Les ministres de 195 nations réunis au Bourget vont devoir réduire le clivage historique entre pays du Sud et du Nord, s’ils veulent sceller vendredi comme prévu, un pacte mondial pour empêcher des désastres climatiques de plus en plus fréquents.
A un peu plus de 36 heures de l’échéance, un compromis en vue d’un accord pour juguler l’ampleur vertigineuse du réchauffement de la planète semblait encore difficile à atteindre, en raison de la résurgence de tensions entre pays du Nord et du Sud.

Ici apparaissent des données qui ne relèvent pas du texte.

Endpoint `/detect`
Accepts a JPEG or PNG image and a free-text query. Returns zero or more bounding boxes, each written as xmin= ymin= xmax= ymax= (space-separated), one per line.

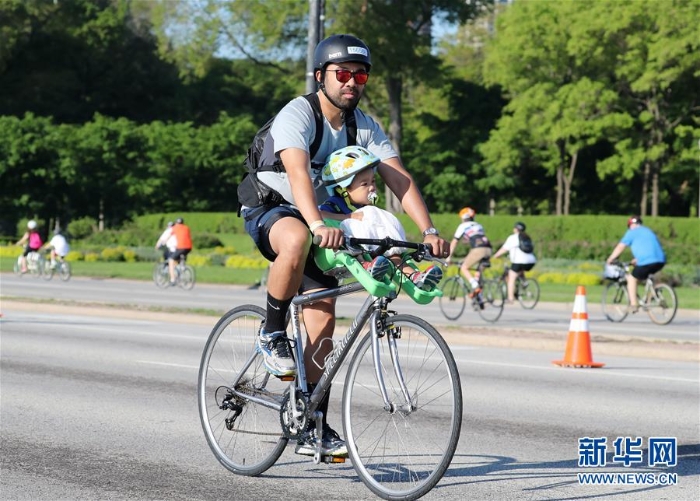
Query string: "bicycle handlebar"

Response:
xmin=313 ymin=235 xmax=446 ymax=265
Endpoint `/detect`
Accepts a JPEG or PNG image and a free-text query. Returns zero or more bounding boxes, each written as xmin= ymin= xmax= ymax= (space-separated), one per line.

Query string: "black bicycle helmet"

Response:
xmin=314 ymin=35 xmax=372 ymax=71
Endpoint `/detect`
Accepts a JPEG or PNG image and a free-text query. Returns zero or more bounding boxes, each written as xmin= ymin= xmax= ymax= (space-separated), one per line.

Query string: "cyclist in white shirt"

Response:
xmin=447 ymin=207 xmax=492 ymax=297
xmin=44 ymin=230 xmax=70 ymax=268
xmin=493 ymin=222 xmax=537 ymax=303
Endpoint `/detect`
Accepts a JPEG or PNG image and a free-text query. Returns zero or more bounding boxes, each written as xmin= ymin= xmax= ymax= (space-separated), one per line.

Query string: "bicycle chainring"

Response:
xmin=280 ymin=393 xmax=309 ymax=440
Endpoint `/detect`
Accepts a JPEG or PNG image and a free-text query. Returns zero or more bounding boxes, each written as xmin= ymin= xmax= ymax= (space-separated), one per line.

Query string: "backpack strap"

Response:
xmin=304 ymin=92 xmax=323 ymax=158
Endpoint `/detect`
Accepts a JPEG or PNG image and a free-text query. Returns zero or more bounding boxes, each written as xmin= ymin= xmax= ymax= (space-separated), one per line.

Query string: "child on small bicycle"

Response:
xmin=319 ymin=146 xmax=442 ymax=291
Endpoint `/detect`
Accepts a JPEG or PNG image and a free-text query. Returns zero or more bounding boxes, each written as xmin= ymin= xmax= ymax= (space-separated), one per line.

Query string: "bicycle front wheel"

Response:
xmin=343 ymin=315 xmax=462 ymax=500
xmin=474 ymin=280 xmax=506 ymax=322
xmin=440 ymin=277 xmax=467 ymax=320
xmin=602 ymin=282 xmax=630 ymax=322
xmin=197 ymin=305 xmax=289 ymax=476
xmin=178 ymin=266 xmax=195 ymax=291
xmin=646 ymin=284 xmax=678 ymax=325
xmin=515 ymin=277 xmax=540 ymax=310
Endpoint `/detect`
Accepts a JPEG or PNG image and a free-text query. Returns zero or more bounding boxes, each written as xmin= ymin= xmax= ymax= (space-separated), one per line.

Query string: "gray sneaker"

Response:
xmin=294 ymin=424 xmax=348 ymax=457
xmin=255 ymin=330 xmax=297 ymax=376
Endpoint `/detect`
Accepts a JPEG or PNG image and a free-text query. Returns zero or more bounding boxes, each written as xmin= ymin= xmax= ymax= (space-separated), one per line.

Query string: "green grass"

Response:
xmin=0 ymin=258 xmax=700 ymax=310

Avant d’entamer une nuit de négociations, des pays en développement avaient réaffirmé mercredi soir avec force leur volonté de ne pas être mis sur le même pied que ceux du Nord, à la fois responsables historiques du réchauffement et disposant de plus de moyens pour y faire face.
« Un accord durable ne peut pas être élaboré en diluant les responsabilités historiques et en mettant les pollueurs et les victimes sur le même plan », a lancé Prakash Javadekar, le ministre de l’Environnement de l’Inde, un pays clé des négociations.
Le Malaisien Gurdial Singh Nijar, s’exprimant au nom d’une vingtaine de pays en développement, a estimé que le texte remettait en cause le principe de « la responsabilité commune mais différenciée » de la Convention climat de l’ONU de 1992, qui prévoit que l’action climatique incombe en priorité aux pays développés.
« Si vous essayez de façon directe, indirecte ou par un autre biais » d’abandonner « ce point fondamental (…), nous n’aurons pas d’autre choix que de résister », a-t-il averti.
Si l’organisation des débats par la France a été unanimement saluée jusqu’ici, les discussions n’en sont pas moins laborieuses sur les sujets plus politiques que sont l’aide aux pays du Sud et les efforts pour réduire les émissions mondiales des gaz à effet de serre, responsables du réchauffement.
La question de la différenciation irrigue ces deux sujets: le Nord voudrait voir des pays émergents contribuer financièrement, et le Sud réclame que la réduction des émissions n’entrave pas leur développement, ce qui revient à demander une action plus vigoureuse aux pays développés.
Pour éviter les désastres annoncés en cas de réchauffement non maîtrisé, l’accord de Paris doit donner un coup d’accélérateur au développement des énergies renouvelables et à l’abandon progressif des énergies fossiles (charbon, pétrole, gaz), responsables du réchauffement.
Le but est de limiter la hausse du thermomètre mondial à 2°C ou moins afin d’éviter les conséquences les plus dramatiques du dérèglement climatique déjà constatées: aggravation des inondations, des sécheresses et de la fonte des glaciers, mettant en péril, dans de nombreuses régions, la production agricole et les ressources marines.
« Nous ne signerons pas un accord qui signifie une extinction inévitable de notre peuple », a lancé en séance plénière Denis Lowe, le ministre de l’Environnement de la Barbade.
Un nouveau projet d’accord, rédigé par les équipes de la présidence française de la conférence et une vingtaine de ministres facilitateurs, avait été présenté mercredi.
Les ONG avaient mis en garde face au risque de ne trouver un consensus que sur le plus petit dénominateur commun, le projet de texte comprenant « des options très ambitieuses et d’autres qui le sont beaucoup moins ».
« C’est un texte intermédiaire, un texte martyr, qui va souffrir, sur lequel on va passer toute la nuit, et on verra demain quel autre texte on va pouvoir produire », a déclaré à l’AFP Seyni Nafo, porte-parole du groupe Afrique.
Dans la nuit de mercredi à jeudi, les ministres devaient « se concentrer avant tout sur la différenciation, l’ambition de l’accord et les financements », selon Laurent Fabius, ciblant les points durs des tractations.
Concernant l’aide financière aux pays du Sud, les questions sont nombreuses: comment la comptabiliser (prêts, dons), quels pays doivent contribuer, et comment la répartir entre l’adaptation au dérèglement climatique (digues, semences agricoles, système d’alerte météo…) et la réduction des émissions.
Au nom du groupe G77 et la Chine (134 pays émergents et en développement), Edna Molewa, la ministre sud-africaine de l’Environnement, a regretté qu’à ce stade le texte ne garantisse pas « une visibilité et une montée en puissance des financements ».